Sometimes I worry what effect our collective obsession with minimizing captivity has on animals. I’m concerned about what the faux naturalization of so many zoo exhibits, with their trees fenced off with hot wire and their concrete and metal walls painted to resemble forests, makes people think (or not) about how it feels to live within them. I wonder if our own reluctance to show caging and concrete in photos fuels the false notion that chimpanzees in sanctuaries are now living happily ever after. And I fear that if we censor ourselves too much, we risk diminishing the very individuals whose stories we are trying to tell.
Reconciling these various concerns is not easy. We made a concerted effort a while back to share fewer photos that show the chimps wearing clothing. It may be cute or funny, but it generally does little to advance the chimps’ cause and, as we have seen, may have unintended consequences. That said, if the clothes-wearing is incidental to some other activity or if it helps highlight the value of enrichment or tell a story about a chimp’s personality, then perhaps it has a place. Would you understand Honey B or Burrito at all if we didn’t share all of their peculiarities? And we try not to let caging, or concrete, or the size of the enclosure that the chimps have chosen to be in at the time dictate which aspects of their lives get shared. We shouldn’t intentionally promote a fantasy.

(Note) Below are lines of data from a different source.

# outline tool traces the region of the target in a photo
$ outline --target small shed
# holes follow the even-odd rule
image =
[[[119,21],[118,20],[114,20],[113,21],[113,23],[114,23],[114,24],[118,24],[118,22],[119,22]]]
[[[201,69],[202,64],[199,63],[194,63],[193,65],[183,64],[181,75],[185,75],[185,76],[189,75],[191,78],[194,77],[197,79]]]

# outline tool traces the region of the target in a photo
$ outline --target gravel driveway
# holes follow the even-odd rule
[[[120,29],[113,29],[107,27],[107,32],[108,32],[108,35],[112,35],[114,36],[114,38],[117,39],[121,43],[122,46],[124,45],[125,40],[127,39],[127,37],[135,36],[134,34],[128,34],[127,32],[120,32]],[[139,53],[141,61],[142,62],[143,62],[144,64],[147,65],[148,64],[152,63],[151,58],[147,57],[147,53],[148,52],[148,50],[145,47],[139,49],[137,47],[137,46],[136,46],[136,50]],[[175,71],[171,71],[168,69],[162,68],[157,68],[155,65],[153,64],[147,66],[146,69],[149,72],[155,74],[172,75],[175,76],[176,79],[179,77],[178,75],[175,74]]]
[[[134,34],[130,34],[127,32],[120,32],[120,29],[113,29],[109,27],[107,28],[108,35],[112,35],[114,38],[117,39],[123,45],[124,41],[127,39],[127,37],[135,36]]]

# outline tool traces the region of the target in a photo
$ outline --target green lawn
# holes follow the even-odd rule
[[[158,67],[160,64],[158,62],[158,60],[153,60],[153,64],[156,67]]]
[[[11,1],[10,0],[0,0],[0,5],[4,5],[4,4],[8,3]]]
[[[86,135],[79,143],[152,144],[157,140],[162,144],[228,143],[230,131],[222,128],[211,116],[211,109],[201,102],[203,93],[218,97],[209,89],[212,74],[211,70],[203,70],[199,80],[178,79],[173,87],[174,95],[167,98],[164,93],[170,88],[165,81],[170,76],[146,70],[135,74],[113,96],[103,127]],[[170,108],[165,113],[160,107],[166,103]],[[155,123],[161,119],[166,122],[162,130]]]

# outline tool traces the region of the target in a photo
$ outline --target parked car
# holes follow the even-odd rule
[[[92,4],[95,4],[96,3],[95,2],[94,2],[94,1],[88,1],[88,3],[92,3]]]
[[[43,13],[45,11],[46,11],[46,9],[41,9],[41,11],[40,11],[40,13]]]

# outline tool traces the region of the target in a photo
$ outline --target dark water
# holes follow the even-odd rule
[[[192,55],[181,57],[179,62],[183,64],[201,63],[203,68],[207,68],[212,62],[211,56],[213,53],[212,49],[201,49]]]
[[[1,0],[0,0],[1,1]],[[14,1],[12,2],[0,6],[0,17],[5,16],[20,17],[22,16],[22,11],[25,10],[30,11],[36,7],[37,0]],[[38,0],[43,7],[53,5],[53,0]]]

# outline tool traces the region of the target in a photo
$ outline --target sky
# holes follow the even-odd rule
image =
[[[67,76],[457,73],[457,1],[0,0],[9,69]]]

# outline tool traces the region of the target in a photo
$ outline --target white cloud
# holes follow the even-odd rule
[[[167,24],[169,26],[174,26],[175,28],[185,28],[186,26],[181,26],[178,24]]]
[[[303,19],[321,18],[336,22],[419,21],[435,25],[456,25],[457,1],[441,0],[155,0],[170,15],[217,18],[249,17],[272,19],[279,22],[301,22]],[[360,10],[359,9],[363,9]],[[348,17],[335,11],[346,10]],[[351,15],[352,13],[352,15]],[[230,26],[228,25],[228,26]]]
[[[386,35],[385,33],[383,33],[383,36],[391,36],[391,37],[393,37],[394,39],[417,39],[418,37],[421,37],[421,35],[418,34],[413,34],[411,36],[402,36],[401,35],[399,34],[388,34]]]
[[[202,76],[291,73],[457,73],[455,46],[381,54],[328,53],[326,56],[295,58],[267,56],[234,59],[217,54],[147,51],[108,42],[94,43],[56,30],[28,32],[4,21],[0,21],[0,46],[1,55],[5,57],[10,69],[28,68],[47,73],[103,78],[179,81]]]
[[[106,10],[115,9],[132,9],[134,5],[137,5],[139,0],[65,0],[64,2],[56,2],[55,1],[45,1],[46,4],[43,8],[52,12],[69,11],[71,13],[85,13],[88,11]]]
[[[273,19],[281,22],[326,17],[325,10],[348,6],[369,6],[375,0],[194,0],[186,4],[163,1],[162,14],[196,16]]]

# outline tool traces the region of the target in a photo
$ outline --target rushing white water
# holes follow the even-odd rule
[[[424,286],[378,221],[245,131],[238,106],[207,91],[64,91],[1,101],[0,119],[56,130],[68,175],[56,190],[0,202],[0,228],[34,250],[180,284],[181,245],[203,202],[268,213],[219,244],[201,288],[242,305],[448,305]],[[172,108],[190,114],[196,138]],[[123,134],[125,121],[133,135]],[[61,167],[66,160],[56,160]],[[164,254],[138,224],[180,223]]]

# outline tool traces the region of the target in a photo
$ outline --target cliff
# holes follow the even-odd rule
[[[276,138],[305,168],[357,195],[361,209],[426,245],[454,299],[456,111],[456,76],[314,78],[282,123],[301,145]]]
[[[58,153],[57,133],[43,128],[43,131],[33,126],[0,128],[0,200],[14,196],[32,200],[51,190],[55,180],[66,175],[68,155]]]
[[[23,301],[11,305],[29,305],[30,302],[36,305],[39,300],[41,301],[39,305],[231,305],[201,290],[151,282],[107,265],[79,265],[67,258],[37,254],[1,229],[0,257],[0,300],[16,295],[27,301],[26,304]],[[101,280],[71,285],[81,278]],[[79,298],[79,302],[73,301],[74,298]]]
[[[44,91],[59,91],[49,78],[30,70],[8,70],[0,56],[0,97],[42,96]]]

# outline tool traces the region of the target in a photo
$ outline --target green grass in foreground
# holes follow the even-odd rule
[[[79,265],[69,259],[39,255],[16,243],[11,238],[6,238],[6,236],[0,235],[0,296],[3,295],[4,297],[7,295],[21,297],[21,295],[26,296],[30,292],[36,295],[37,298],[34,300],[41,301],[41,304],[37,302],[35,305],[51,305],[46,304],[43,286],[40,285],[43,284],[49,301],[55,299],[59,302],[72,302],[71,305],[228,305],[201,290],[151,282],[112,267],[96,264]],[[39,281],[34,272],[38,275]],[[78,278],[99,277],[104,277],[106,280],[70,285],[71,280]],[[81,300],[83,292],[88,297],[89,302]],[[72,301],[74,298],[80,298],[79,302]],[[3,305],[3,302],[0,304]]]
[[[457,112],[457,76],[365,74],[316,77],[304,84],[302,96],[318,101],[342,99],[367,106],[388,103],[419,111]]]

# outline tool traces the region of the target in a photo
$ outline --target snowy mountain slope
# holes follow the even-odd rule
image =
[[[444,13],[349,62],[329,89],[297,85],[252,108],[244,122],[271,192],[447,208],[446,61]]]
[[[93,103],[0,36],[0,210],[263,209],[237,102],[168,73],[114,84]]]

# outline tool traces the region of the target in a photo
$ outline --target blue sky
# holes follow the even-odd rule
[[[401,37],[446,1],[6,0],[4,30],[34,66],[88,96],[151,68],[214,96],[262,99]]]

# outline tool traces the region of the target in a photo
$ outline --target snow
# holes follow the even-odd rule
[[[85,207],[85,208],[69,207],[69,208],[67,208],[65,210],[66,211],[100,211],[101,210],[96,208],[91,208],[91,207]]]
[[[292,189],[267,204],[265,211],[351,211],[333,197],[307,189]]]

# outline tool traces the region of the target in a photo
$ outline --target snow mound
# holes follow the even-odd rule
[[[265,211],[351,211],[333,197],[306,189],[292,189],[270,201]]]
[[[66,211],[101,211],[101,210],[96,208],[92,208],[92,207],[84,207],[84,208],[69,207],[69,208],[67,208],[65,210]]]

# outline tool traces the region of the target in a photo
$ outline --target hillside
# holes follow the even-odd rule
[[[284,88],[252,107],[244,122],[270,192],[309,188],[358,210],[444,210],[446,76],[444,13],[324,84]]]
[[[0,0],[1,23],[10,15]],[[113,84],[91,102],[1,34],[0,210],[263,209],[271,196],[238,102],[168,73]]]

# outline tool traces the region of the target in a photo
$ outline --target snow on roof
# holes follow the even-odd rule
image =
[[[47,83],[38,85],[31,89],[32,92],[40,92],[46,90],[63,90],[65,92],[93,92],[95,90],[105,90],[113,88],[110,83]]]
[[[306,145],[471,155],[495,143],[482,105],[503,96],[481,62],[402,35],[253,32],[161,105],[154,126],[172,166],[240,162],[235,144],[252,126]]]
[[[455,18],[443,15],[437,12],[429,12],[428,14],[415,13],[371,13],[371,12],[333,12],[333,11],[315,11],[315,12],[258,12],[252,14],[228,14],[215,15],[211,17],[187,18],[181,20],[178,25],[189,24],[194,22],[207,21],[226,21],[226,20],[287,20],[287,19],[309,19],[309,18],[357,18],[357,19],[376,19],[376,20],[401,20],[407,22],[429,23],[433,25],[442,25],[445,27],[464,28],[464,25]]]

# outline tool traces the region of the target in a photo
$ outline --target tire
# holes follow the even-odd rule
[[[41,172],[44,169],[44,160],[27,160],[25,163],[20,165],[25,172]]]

I hope this doesn’t sound too sanctimonious because I am constantly censoring the photos I share to tell a story – or in some cases to avoid a story. You may have noticed in Wednesday’s post that Jamie has been picking more of the hair from her belly. We don’t know why. Sometimes these self-directed behaviors are old habits, unconnected to a chimpanzee’s current state, but they can indicate stress. I’m sure I’ve scrapped a photo because of how prominently it displayed her growing bald patch, not wanting to broach the subject at that moment. In any case, caring for chimpanzees is difficult and not always straightforward, and that should be part of the conversation, too.
In the newspaper world, there’s a phrase that says a journalist’s job is to uncover “the best obtainable version of the truth.” I like this phrase because it acknowledges limitations without rejecting an objective reality. Zoos and sanctuaries are in the PR business, not journalism, which imposes its fair share of limitations. But perhaps we can at least aim for a better version of the truth.